Notes from an Old Mom
We all know 40 is the new 30 and math is sometimes ridiculous and unhelpful, right? So I’m not really an old mom but I have learned a few tricks in my time with Aidan.
When Aidan was little I blogged mostly for therapy and a little bit to help the world open their minds to my son. Now I think I blog to help, to connect and find those other people along the way that want my two cents.
Over time I’ve gotten more comfortable with the world of seizures, mobility, and AAC. It’s not just the living experience, it’s all the reading I do on a topic. I’m not much of a risk taker so I like to be prepared and know my options. So my head sometimes gets crammed with info and I shouldn’t keep it all to myself.
I’ve had approximately 47 thousand conversations with myself about what I want to be when I grow up, one of them resulting in a conversation with an even, ahem, wiser person who is farther along in this parenting journey. I call him my cheerleader because he is constantly encouraging me and helping me think things through. We had a lengthy talk about identity and how our children define us and when is that helpful and when is it overwhelming. Lately my thoughts about what I want to be when I grow up have been seen through the lens of what I could have been if I wasn’t Aidan’s mom. It’s a useless train of thought, I realize that. But what if somewhere inside me I’m really a banker or software programmer or architect? Also ridiculous.

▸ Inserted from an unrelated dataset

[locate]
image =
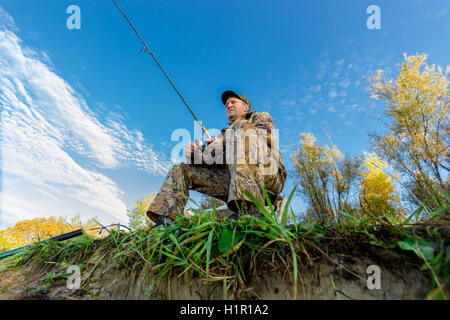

As I’ve been sorting through who I am, what needs to get done, who should be doing it, I’ve been in constant contact with other parents. Some of my friends are needing to think through accessiblity issues in their homes. Several are just starting their AAC journey with their children. And some just need to know someone else gets the isolation and challenges of Disability World. There’s nothing I love more than hearing what another child has accomplished or answering particular questions.
I may always wrestle with this growing up question. But for now, while I have my own personal cheerleader, I guess I’ll be a cheerleader too.